Binary Search Tree
A binary tree with a superpower: left < node < right, always. This one rule makes search O(log n).
Think of a dictionary. You do not start at page 1 and flip forward one page at a time to find “umbrella”. You open to the middle — if your word comes alphabetically before the middle word, you go left; if after, you go right. Each step cuts the remaining pages in half. A Binary Search Tree works exactly this way, but built from pointers instead of pages.
The BST property
For every node in the tree:
- All values in its left subtree are strictly less than the node’s value.
- All values in its right subtree are strictly greater than the node’s value.

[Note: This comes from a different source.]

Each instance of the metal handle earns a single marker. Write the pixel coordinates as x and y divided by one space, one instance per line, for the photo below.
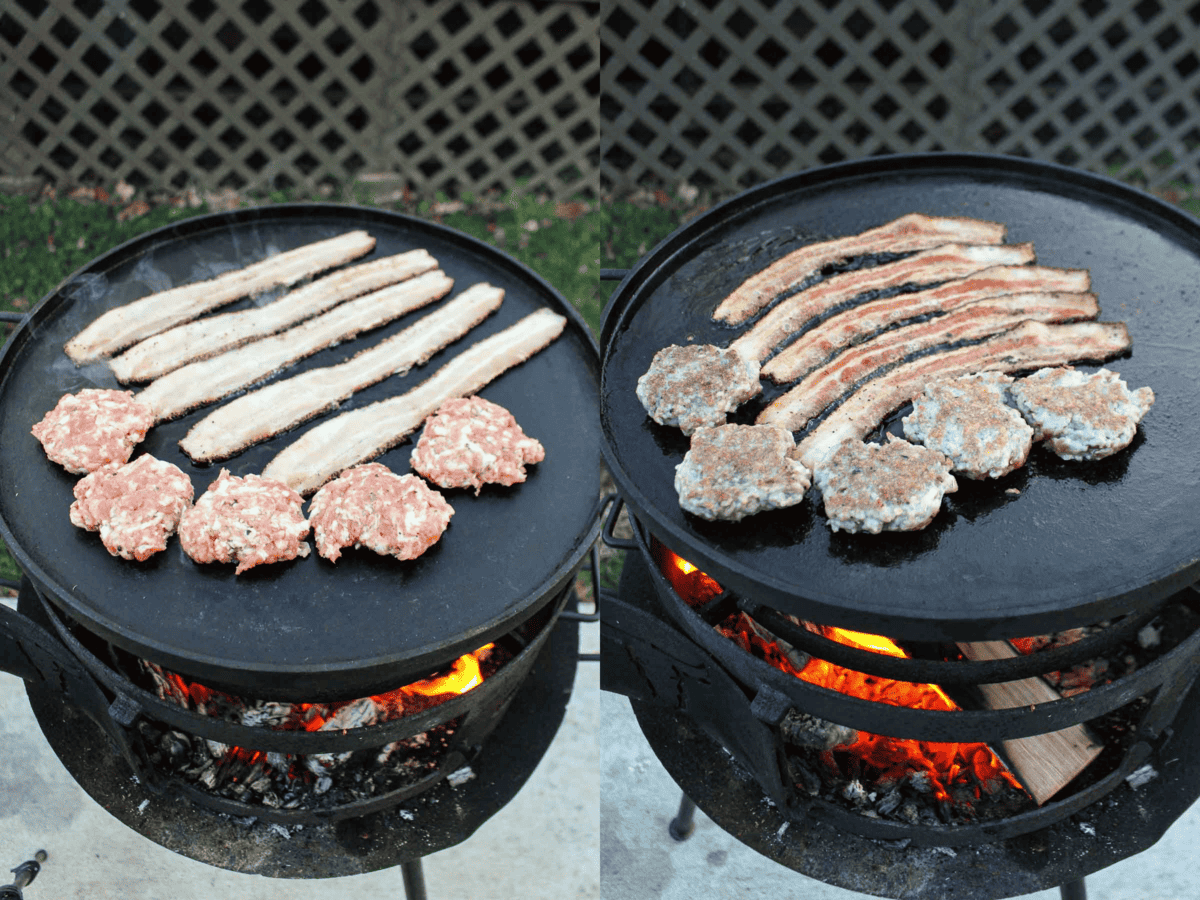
609 537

This must hold not just for immediate children but for the entire subtree below each node.
flowchart TD
Root["8"]
Root -->|"all < 8"| Left["3"]
Root -->|"all > 8"| Right["10"]
Left -->|"all < 3"| LL["1"]
Left -->|"3 < x < 8"| LR["6"]
LR --> LRL["4"]
LR --> LRR["7"]
Right --> RR["14"]
RR -->|"left"| RRL["13"]
Check any node and the rule holds: node 6 has left child 4 (which is < 6) and right child 7 (which is > 6). Node 8 has an entire left subtree of values 1, 3, 4, 6, 7 — all less than 8 — and a right subtree of 10, 13, 14 — all greater than 8.
Building a BST manually
class TreeNode:
def __init__(self, value):
self.value = value
self.left = None
self.right = None
# Build the BST from the diagram above
root = TreeNode(8)
root.left = TreeNode(3)
root.right = TreeNode(10)
root.left.left = TreeNode(1)
root.left.right = TreeNode(6)
root.left.right.left = TreeNode(4)
root.left.right.right = TreeNode(7)
root.right.right = TreeNode(14)
root.right.right.left = TreeNode(13)
# Verify the property holds for the root
print("Root:", root.value)
print("Left child (must be < 8):", root.left.value)
print("Right child (must be > 8):", root.right.value)
print("Left subtree's right child (must be > 3 and < 8):", root.left.right.value)
Searching: narrowing down at every step
Search in a BST follows the same logic as flipping to the middle of a dictionary. At each node you ask one question: is my target smaller, larger, or equal to this node’s value?
flowchart TD
Root["8 ← start here: is 4 < 8? Yes → go left"]
Root --> Left["3 ← is 4 < 3? No. is 4 > 3? Yes → go right"]
Root --> Right["10 (skipped)"]
Left --> LL["1 (skipped)"]
Left --> LR["6 ← is 4 < 6? Yes → go left"]
LR --> LRL["4 ← found it!"]
LR --> LRR["7 (skipped)"]
We searched a tree of 9 nodes but only visited 4 of them: 8 → 3 → 6 → 4. At each step we discarded half (roughly) of the remaining tree. That is why search is O(log n) — the same reason binary search on a sorted array is O(log n).
class TreeNode:
def __init__(self, value):
self.value = value
self.left = None
self.right = None
def search(node, target):
"""
Returns the node if found, otherwise None.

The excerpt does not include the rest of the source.